Nonostante i mal di pancia nel partito e nella base elettorale, il Governo resta convinto della bontà dei suoi piani in modo da abbattere i prezzi per alcuni dei beni più consumati dagli americani come hamburger e bistecche. Non solo, l’accordo commerciale potrebbe avere anche delle conseguenze geopolitiche tali da rafforzare il rapporto, già stretto, con il presidente argentino Javier Milei.
A Capitol Hill, però, c’è chi non ha la pazienza di attendere una convocazione alla Casa Bianca o al dipartimento dell’Agricoltura al punto da giocare d’anticipo prendendo carta e penna. Jason Smith, deputato del Missouri, ha scritto una lettera di fuoco firmata da altri 13 membri del Congresso, sostenendo che non si possa regalare il mercato statunitense alla concorrenza straniera, quando invece bisognerebbe investire nelle filiere americane.
Trump, dalla sua, ha risposto via social alla levata di scudi (più calzante di forconi, in questo caso) ricordando di aver già innalzato le tariffe sul bestiame in ingresso negli Stati Uniti, invitandoli a rivedere i prezzi applicati ai loro beni per non tirar dei salassi ai consumatori.
Le conclusioni?
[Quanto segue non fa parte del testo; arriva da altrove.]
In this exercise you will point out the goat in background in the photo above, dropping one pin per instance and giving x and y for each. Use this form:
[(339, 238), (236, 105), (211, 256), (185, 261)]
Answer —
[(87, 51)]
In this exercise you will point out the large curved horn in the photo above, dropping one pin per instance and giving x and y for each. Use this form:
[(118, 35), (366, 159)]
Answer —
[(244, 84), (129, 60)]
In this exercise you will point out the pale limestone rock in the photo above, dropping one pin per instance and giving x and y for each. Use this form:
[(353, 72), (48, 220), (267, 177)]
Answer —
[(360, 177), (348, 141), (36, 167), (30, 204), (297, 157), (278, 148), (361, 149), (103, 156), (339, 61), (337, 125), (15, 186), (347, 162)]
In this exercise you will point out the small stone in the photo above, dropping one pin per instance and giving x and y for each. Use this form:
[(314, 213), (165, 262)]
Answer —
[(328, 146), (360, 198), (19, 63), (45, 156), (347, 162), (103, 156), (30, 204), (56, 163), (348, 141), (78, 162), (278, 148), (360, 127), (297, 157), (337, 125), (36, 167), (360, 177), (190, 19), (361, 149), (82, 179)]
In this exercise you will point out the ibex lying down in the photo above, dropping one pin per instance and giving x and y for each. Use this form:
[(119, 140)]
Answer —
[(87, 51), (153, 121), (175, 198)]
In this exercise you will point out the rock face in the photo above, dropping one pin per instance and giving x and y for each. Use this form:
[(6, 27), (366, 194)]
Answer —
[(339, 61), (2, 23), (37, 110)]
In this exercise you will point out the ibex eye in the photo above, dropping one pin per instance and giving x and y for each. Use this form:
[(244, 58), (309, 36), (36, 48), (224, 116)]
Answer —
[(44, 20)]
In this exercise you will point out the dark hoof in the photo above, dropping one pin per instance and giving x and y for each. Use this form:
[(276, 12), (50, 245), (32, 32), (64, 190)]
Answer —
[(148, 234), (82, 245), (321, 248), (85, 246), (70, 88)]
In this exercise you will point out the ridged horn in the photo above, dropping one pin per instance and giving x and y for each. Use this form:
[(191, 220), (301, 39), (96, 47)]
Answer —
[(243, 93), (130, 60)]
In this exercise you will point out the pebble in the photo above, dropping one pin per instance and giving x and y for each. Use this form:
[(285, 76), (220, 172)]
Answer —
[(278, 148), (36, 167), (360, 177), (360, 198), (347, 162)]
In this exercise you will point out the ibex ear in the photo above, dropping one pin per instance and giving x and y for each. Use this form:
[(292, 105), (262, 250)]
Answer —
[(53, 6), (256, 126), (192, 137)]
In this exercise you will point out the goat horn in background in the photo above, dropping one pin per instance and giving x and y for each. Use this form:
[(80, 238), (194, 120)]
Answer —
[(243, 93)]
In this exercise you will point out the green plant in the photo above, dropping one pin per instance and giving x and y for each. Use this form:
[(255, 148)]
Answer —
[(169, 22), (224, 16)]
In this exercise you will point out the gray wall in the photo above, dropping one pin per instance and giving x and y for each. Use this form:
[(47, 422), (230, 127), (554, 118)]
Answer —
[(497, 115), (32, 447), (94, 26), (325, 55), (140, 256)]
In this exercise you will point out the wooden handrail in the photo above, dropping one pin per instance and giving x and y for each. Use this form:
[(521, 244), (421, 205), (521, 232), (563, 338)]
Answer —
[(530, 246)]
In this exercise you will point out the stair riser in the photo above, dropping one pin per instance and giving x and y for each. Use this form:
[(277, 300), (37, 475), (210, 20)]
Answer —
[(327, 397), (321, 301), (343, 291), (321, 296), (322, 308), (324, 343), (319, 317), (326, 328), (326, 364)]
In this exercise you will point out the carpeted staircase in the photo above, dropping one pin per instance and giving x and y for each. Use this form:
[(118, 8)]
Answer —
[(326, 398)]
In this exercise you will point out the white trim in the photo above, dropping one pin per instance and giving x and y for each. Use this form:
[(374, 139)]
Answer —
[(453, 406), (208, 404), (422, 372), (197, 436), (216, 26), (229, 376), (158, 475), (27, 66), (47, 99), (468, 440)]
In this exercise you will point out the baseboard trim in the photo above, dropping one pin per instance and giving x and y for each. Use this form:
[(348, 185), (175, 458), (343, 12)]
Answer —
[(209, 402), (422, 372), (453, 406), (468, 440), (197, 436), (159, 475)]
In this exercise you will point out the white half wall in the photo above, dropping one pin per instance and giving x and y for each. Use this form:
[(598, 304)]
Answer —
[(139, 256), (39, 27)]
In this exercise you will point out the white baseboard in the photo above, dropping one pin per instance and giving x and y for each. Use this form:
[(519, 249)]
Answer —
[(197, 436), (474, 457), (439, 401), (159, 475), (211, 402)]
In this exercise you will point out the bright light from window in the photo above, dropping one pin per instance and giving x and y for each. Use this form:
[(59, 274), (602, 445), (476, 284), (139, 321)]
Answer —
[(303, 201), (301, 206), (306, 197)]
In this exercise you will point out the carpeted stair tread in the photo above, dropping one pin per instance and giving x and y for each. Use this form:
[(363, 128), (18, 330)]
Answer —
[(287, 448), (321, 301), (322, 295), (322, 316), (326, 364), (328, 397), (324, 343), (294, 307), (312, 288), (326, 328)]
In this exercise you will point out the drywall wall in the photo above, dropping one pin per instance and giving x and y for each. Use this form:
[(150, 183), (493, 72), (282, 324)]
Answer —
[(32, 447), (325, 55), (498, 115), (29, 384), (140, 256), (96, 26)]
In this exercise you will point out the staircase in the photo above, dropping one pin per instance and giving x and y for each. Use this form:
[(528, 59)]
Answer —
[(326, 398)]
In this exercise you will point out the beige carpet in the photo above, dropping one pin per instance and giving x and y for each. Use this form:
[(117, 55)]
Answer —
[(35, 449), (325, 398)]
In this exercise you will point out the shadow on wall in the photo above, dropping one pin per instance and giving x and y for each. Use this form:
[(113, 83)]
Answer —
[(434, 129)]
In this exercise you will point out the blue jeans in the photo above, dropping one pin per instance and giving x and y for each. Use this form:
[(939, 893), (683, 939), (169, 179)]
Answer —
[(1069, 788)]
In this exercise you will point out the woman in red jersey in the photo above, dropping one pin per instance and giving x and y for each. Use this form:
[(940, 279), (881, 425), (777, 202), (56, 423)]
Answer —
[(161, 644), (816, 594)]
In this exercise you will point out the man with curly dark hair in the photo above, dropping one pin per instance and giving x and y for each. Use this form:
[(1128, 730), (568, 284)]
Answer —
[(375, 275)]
La carne bovina non è più solo oggetto di un dibattito relativo a quali condimenti usare tra sale e pepe per insaporirla, ma un potenziale braccio di ferro tra il Presidente Usa e parte dei suoi alleati.
Gli accordi latinoamericani
Sullo scacchiere geopolitico, l’amministrazione Trump ha spostato le sue pedine in modo selettivo e oculato. Non si staglia all’orizzonte alcuna liberalizzazione degli interscambi commerciali, ma un mosaico di piccole concessioni bipartisan tra Nord e Sud delle Americhe a seconda di quanto siano funzionali alle rispettive economie. Se gli Stati Uniti hanno bisogno perlopiù di un approvvigionamento “alimentare”, i Paesi latinoamericani si impegnano a privilegiare la fornitura di prodotti a stelle e strisce. Più nel dettaglio, Argentina, Ecuador, El Salvador e Guatemala affievoleranno le barriere doganali in merito a servizi digitali, farmaci e innovazioni tecnologiche, ambiti in cui l’America fa da locomotiva.
A margine di questa logica do ut des, sbaglia chi crede che sia in atto una retromarcia sulla via dei dazi in quel di Washington. Il rappresentante per il Commercio Jamieson Greer si è apprestato a ribadire che l’impianto tariffario rimane in piedi e che il suo Governo replicherà lo stesso approccio anche negli accordi da sottoscrivere con altre nazioni a latitudini differenti.
La filosofia, dunque, è quella della reciprocità imperniata su due cardini: riduzione dei prezzi interni attraverso importazioni selettive dall’estero, barriere doganali a tutela dell’industria nazionale, anche a costo di scontentare qualcuno. Resta da capire fino a quando Trump e la sua amministrazione potranno restare in equilibrio lungo il crinale su cui stanno avanzando senza scontentare troppo le parti che faticosamente tengono insieme.